Hacia el final de la década, la banda dio un vuelco drástico hacia la electrónica, el sampleo y los sonidos industriales con Último bondi a Finisterre en 1998 y Momo Sampler en 2000, trabajos que dividieron las aguas entre los fanáticos pero demostraron su obsesión por no estancarse.
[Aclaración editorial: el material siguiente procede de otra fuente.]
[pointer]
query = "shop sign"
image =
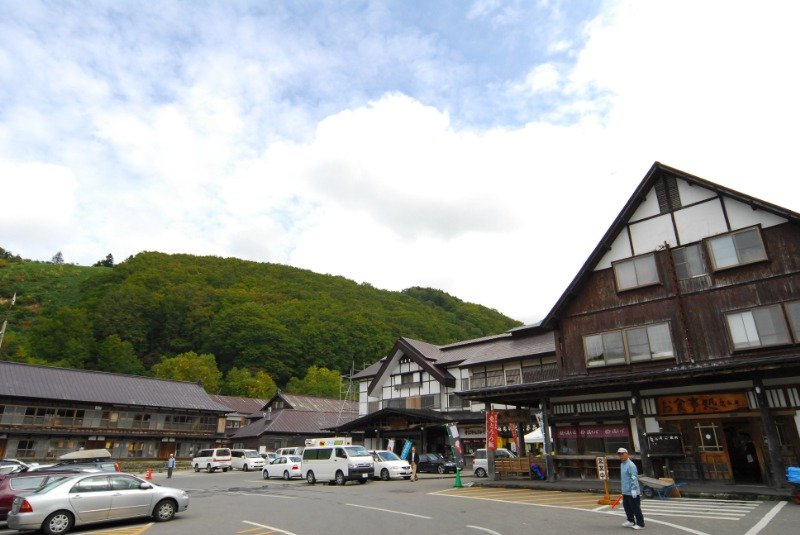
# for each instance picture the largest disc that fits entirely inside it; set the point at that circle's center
(701, 404)
(491, 430)
(592, 431)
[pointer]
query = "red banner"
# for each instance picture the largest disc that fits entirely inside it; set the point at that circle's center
(491, 430)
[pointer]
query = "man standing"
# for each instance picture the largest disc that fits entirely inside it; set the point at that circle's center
(170, 465)
(414, 463)
(631, 492)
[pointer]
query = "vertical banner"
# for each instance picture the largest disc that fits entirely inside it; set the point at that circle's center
(491, 430)
(515, 438)
(455, 444)
(406, 450)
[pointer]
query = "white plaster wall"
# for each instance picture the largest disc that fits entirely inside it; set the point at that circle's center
(692, 194)
(741, 215)
(648, 208)
(649, 235)
(700, 221)
(619, 249)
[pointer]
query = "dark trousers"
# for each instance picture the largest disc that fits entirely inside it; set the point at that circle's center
(633, 509)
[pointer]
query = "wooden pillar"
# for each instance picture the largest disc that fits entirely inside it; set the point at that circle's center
(775, 468)
(641, 431)
(548, 445)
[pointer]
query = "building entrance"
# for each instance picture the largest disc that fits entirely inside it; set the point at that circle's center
(743, 452)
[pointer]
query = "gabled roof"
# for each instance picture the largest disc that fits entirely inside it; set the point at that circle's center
(84, 386)
(514, 344)
(657, 172)
(240, 405)
(295, 422)
(312, 403)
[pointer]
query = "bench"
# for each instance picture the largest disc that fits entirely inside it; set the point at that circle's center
(518, 467)
(663, 489)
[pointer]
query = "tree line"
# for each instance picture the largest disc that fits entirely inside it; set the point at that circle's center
(254, 327)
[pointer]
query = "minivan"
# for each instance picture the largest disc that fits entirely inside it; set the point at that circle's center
(340, 464)
(246, 460)
(212, 459)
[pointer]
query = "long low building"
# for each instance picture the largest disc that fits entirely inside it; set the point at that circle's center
(47, 411)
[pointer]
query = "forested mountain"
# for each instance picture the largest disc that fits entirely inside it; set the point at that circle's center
(249, 315)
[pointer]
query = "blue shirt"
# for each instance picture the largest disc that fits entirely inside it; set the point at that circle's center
(629, 477)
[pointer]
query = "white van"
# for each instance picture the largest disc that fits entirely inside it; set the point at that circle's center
(212, 460)
(337, 463)
(246, 460)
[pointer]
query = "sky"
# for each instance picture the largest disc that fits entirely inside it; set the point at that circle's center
(482, 148)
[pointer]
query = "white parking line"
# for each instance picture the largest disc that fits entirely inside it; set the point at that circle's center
(389, 511)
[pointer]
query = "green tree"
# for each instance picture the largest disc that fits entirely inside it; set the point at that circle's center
(318, 381)
(65, 337)
(116, 355)
(191, 367)
(240, 382)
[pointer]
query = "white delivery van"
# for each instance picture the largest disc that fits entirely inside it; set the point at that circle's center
(337, 463)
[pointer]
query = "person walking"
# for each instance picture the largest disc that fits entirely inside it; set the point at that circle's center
(414, 463)
(631, 492)
(170, 465)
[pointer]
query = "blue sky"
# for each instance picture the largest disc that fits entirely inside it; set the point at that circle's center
(477, 147)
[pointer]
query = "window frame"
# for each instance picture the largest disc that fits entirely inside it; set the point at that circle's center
(626, 352)
(709, 250)
(633, 261)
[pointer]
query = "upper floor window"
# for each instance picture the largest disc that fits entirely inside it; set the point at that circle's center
(636, 272)
(689, 262)
(759, 327)
(736, 249)
(636, 344)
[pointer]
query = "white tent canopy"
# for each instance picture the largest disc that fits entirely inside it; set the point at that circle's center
(534, 436)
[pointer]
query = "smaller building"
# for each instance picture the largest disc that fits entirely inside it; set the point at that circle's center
(289, 419)
(47, 411)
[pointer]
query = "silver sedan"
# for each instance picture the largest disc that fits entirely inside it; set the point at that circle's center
(90, 498)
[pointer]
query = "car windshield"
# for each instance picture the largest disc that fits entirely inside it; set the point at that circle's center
(357, 451)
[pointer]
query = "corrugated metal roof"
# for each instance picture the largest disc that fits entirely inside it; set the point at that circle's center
(65, 384)
(242, 405)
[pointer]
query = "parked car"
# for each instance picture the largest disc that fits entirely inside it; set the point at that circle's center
(212, 459)
(246, 460)
(90, 498)
(435, 462)
(389, 466)
(86, 461)
(285, 466)
(480, 465)
(21, 483)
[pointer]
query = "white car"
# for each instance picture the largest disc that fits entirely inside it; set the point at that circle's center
(246, 460)
(285, 466)
(481, 465)
(389, 466)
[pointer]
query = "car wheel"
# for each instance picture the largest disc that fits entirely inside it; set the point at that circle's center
(165, 510)
(57, 523)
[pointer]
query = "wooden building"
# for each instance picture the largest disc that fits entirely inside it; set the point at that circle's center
(679, 338)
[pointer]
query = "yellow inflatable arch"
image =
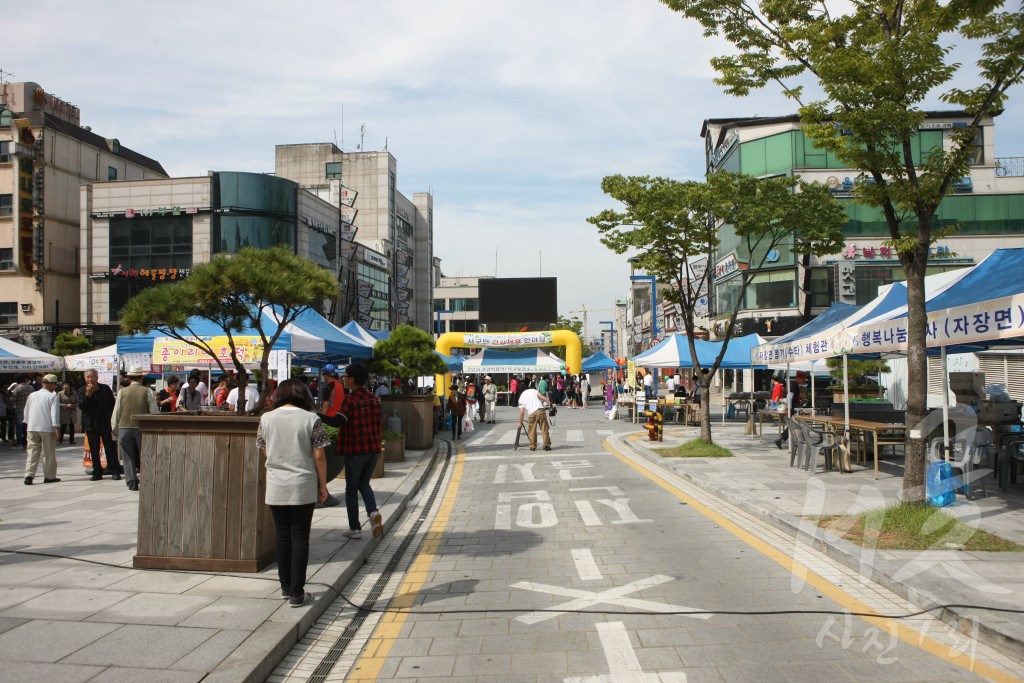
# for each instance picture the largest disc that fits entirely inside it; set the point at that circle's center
(566, 338)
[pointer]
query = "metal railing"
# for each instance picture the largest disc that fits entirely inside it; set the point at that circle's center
(1010, 167)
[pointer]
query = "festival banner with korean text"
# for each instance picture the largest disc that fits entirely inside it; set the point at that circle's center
(988, 321)
(509, 340)
(170, 350)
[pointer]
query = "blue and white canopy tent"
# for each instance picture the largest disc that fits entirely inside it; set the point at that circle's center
(528, 360)
(311, 338)
(597, 363)
(16, 357)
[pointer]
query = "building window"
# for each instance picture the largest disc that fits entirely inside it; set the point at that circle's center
(465, 304)
(146, 244)
(8, 312)
(822, 288)
(774, 289)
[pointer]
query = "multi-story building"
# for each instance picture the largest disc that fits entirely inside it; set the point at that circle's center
(45, 156)
(457, 304)
(987, 206)
(139, 233)
(364, 185)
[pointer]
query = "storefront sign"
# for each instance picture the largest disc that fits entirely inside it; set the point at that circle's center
(998, 318)
(374, 258)
(320, 226)
(846, 283)
(170, 350)
(508, 340)
(722, 150)
(150, 273)
(162, 211)
(728, 265)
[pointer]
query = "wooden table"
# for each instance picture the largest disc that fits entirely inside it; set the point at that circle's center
(884, 433)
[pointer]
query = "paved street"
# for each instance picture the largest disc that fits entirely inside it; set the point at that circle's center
(580, 564)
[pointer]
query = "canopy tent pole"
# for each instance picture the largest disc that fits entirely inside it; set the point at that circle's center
(945, 404)
(846, 397)
(813, 397)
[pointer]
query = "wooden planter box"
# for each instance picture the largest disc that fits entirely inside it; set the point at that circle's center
(202, 500)
(394, 452)
(417, 413)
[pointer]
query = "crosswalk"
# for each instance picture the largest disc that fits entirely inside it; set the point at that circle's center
(500, 434)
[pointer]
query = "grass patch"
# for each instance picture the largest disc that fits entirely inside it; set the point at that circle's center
(904, 526)
(695, 449)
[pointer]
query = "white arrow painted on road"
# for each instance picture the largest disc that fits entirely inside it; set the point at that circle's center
(611, 596)
(623, 664)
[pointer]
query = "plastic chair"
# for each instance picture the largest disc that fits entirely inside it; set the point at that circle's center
(817, 443)
(967, 458)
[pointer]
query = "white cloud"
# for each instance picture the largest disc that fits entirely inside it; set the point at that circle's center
(510, 112)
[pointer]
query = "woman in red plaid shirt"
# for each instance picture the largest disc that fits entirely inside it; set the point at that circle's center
(358, 422)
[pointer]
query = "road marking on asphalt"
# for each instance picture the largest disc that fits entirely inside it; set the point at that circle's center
(825, 587)
(623, 663)
(612, 596)
(370, 663)
(587, 567)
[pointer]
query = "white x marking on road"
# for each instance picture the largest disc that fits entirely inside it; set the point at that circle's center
(611, 596)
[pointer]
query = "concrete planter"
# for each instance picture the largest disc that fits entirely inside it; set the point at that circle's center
(417, 413)
(394, 452)
(202, 503)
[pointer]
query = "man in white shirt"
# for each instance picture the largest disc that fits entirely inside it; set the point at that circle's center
(42, 419)
(534, 407)
(252, 397)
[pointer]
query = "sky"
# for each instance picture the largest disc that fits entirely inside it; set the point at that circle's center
(510, 114)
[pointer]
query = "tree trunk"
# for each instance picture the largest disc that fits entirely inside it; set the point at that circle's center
(916, 373)
(706, 409)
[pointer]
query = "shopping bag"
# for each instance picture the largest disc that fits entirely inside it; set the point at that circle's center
(87, 458)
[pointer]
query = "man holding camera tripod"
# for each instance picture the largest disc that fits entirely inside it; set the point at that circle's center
(534, 407)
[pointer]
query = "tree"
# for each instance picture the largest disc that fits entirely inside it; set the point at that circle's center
(876, 66)
(233, 292)
(69, 344)
(407, 353)
(668, 222)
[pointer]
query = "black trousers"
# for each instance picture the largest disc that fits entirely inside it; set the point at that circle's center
(69, 429)
(101, 432)
(293, 522)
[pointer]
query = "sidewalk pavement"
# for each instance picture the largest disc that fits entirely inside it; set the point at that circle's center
(72, 607)
(758, 478)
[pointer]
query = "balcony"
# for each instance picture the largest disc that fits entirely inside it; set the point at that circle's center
(1010, 167)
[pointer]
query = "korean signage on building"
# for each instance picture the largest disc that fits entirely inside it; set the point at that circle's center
(500, 341)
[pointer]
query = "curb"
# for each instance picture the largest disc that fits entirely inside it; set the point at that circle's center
(991, 632)
(256, 657)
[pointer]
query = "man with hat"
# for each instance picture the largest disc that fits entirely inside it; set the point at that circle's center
(489, 399)
(96, 401)
(42, 419)
(133, 400)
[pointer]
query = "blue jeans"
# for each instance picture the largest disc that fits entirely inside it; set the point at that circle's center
(357, 472)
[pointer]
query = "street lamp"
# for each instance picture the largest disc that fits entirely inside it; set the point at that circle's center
(611, 333)
(438, 327)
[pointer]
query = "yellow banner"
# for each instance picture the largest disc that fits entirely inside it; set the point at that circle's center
(167, 350)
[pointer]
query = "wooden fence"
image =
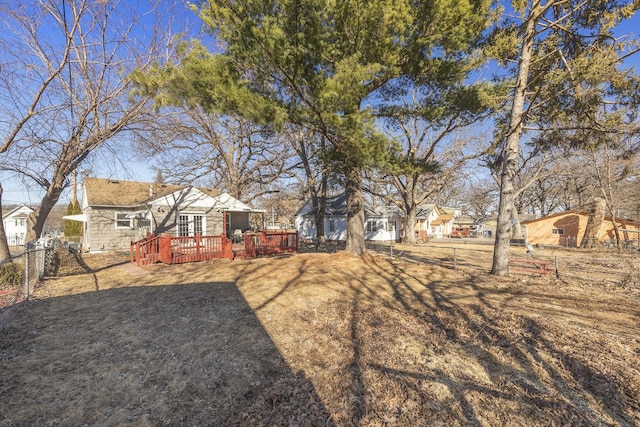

La música cambiaba y Los Redondos también hicieron la prueba de adaptarse para hacer otro tipo de música.
El final del grupo llegó de manera abrupta en el año 2001, poco después de un masivo recital en el Estadio Chateau Carreras de Córdoba. hoy Mario Alberto Kempes. Lo que parecía un parate temporal terminó siendo una separación definitiva debido a desgastes internos y, fundamentalmente, a una fuerte disputa por la custodia del material audiovisual grabado en vivo a lo largo de los años.
El quiebre entre el Indio Solari y Skay clausuró la historia de la banda en la cumbre de su popularidad, dejando un vacío enorme y dividiendo el corazón de una de las tribus urbanas más fieles del continente.
Tras unos años de silencio y expectativa, el Indio Solari reapareció en la escena en 2004 con el lanzamiento de El tesoro de los inocentes (Bingo Fuel), su primer álbum solista.
En su discografía solista aparecen discos como El tesoro de los inocentes [Bingo Fuel] (2004), Porco rex (2007), El perfume de la tempestad (2010), Pajaritos, bravos muchachitos (2013), El ruiseñor, el amor y la muerte (2018).
Para defender este nuevo material, el cantante armó una imponente banda de sesionistas de primer nivel a la que bautizó como Los Fundamentalistas del Aire Acondicionado. Con este nuevo proyecto, el Indio demostró que su poder de convocatoria seguía intacto, trasladando la mística de los viejos tiempos a estadios de todo el interior del país, donde los recitales se transformaron en masivos éxodos rituales y el pogo de Jijiji mantuvo su título como el más grande del mundo.